I admit that in all of those walks I had to clear my head from “residual relationship thoughts” (or RRT). And last night was no different. I decided not to go to Fresh Pond yet another time, but to take a different route. I decided to walk to Harvard Square.

It was late, and there were hardly any life signs at all in Watertown. I passed by a rabbit, probably a wild one, on the intersection of Fresh Pond Parkway and Mt. Auburn Street. Finally, 45 minutes after I started, I arrived at Harvard Square, which was teeming with life: dressed-up preppie college kids, one or two homeless people and a few drunks. Here I was with my water bottle, shorts, a slightly sweaty undershirt and my brand new Birkenstocks. At least I wasn’t wearing my Sketchers and white quarter crews like I had done before. I was surprised to find that many restaurants were open; it goes to show that I haven’t really gone out much for other than tango in the near-year that I’ve lived around here.

I continued up Mt.
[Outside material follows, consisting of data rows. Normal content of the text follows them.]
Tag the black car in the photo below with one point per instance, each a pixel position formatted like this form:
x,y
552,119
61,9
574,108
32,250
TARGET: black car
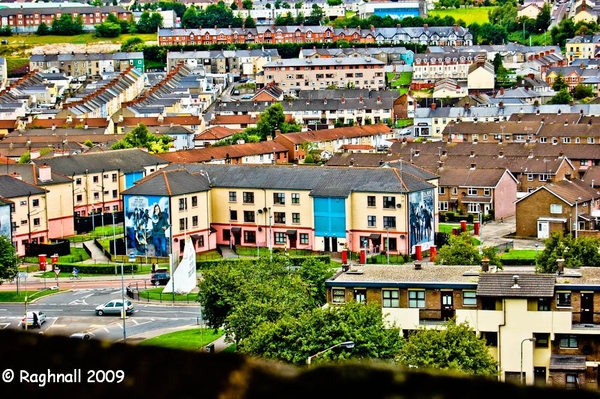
x,y
160,279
Auburn and made my way to Arrow Street, via Bow Street. At Zero Arrow Theatre, where Arrow Street intersects with Mass. Ave., and where last year’s Boston Tango Festival was held, I circled around the Square and then took a shortcut back home via Brattle Street. (Looking at a map now, I realize that is actually quite a longer way to get back home.)
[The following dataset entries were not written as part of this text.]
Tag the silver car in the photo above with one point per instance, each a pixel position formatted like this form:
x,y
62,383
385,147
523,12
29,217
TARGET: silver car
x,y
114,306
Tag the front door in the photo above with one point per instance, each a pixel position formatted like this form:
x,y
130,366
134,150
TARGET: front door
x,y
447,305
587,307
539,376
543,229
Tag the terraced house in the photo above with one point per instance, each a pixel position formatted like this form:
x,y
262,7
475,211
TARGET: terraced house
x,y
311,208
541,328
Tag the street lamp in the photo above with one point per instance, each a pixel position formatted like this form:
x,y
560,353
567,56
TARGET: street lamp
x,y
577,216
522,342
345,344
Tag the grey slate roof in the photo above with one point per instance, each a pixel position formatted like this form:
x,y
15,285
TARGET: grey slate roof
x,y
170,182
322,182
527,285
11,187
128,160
At that point my Birkenstocks were killing me. The support under my arches were pressing into my feet. The straps dug into my skin. Pepples and sand left on the sidewalks from last winter had flown into the crevices, poking into the ball of my foot. I finally stopped to take off one sandal to brush away the debris, noticed a tiny new blister, and I moved on.
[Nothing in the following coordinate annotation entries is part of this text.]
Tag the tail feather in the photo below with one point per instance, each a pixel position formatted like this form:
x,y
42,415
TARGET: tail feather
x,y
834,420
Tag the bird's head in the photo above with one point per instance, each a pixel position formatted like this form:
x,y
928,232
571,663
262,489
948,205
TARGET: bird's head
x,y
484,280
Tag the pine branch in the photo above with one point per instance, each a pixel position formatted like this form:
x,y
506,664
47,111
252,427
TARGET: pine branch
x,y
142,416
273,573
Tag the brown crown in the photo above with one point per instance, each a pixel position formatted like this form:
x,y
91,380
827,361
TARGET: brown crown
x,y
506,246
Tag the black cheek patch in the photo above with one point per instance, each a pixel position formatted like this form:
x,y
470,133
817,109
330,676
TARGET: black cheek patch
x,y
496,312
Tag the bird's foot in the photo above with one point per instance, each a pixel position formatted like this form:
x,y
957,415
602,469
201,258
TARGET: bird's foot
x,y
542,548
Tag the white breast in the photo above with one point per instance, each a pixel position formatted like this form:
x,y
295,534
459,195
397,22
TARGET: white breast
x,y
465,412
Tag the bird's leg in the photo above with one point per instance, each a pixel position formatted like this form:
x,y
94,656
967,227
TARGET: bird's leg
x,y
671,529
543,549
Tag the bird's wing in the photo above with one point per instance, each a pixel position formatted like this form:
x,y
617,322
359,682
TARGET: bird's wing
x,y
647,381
I saw another rabbit on the intersection with Sparks Street, and wondered if it was the same one as before. I crossed the Craigie Street turn and stopped to look at it. The brown bunny had stopped, too, and it appeared to be evaluating me, too. Then it turned, waited for traffic to pass by, and dotted across Brattle into a wooded area on the other side. Life goes on.

I couldn’t help but realize, even as I was walking at 1am this morning, that it had become a symbolic journey. Although it was an ex who suggested getting Birkenstocks (it will help with posture, etc.), it didn’t matter, as I was enjoying the fact I was wearing sandals again. For whatever reason, I hadn’t worn sandals since I was a kid. And despite that, apparently, wearing Birkenstocks will be painful for a while as I get used to the new feelings, I just need to plod through and get used to it. As much as the feet felt the brunt of the new sensations, most of the pain was in my head anyway. I can move past that. A new day is coming.

As I was writing the end of this, Paolo Nutini started playing in my mind.

Hey, I put some new shoes on,
And suddenly everything is right,

And I made my way to the kitchen,
But I had to stop from the shock of what I found,
A room full of all of my friends dancing round and round,
And I thought hello new shoes,
Bye bye them blues.

Life will be fine, eventually. Just gotta walk it off, so to speak. Stone to stone, I’ll take it on.